√Official: Chevrolet Camaro muscle car to be axed next year
The Chevrolet Camaro will reach the end of the road in its current form early next year. It will remain in V8 Supercars for the time being, and a new iteration of the road car is promised – eventually.
The Chevrolet Camaro muscle car will be axed in the US early next year after nearly a decade of sliding sales – but its maker promises the iconic badge will eventually return.
US car maker Chevrolet confirmed overnight the final example of the Camaro – its Ford Mustang challenger – is due to roll off the production line in January 2024 after nine years of the current model.
This includes two years in Holden Special Vehicles showrooms in Australia between 2018 and 2020, through a local left- to right-hand-drive conversion in Victoria.
There appear to be no plans for a direct successor with a two-door body style and petrol V8 power.
However, Chevrolet says “this is not the end of Camaro’s story” – though it remains to be seen what form the nameplate would be revived in, and whether it could morph into a sedan or SUV.
Reports of the Camaro’s axing have swirled for nearly four years but this represents the first time its maker has confirmed the car’s future.
The news overnight leaves the long-term future of the Camaro in the Australian V8 Supercars championship — where it debuted in 2023 under new Gen3 regulations – under a cloud.
Chevrolet says the Camaro “will continue to compete on track” in Supercars, NASCAR, drag racing and other racing series for the immediate future, and it will work “with motorsports sanctioning bodies to ensure Chevrolet’s presence in racing moving forward.”
MORE: Ford and Chevrolet unveil 2023 V8 Supercars
Although the Camaro is safe in Supercars for the time being, it is unclear for how long this will last, and what the model could one day be replaced with.
The Camaro nameplate debuted in 1967 as a response to the original Ford Mustang, but went on hiatus in 2002 after four generations – before returning in 2010 and passing through two more generations since, the latest debuting in 2015.

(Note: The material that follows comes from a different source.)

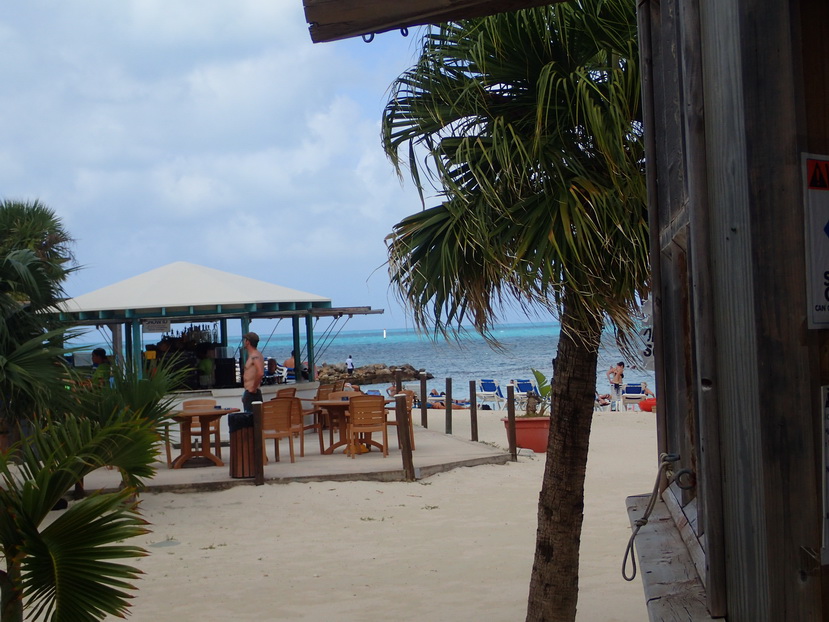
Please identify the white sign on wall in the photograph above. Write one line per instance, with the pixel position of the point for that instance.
(815, 170)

The latest Camaro was officially sold in Australia for a brief period, converted from left- to right-hand drive in a facility in Melbourne by HSV from 2018 to 2020.
There are further Australian ties in the fifth-generation Camaro sold from 2009 to 2015, which was underpinned by the same rear-wheel-drive Zeta architecture engineered in Australia for the Holden VE Commodore.
The Chevrolet Camaro’s best sales year in the US was 2011, when about 88,200 were reported as sold.
Sales have largely been in decline since, with 77,500 reported as sold in 2015, 48,300 in 2019, and just 22,000 in 2022 (all figures rounded).
The Camaro hasn’t held the lead in the US muscle-car sales race against the Ford Mustang and Dodge Challenger since 2015, and lost second place to the Dodge in 2018.
The Ford Mustang and Dodge Challenger each outsold the Camaro two-to-one last year.
The US car maker says there will be a final batch of Collectors Edition models, before production ends at the end of the 2024 model year. Orders are slated to open in the US mid-year.
Chevrolet is believed to be working on a new electric performance sedan due in 2025.
However reports out of the US have indicated this car could be used to turn the Corvette name into its own sub-brand – rather than wear the Camaro name – with electric sedan and SUV models joining the current petrol-powered sports car.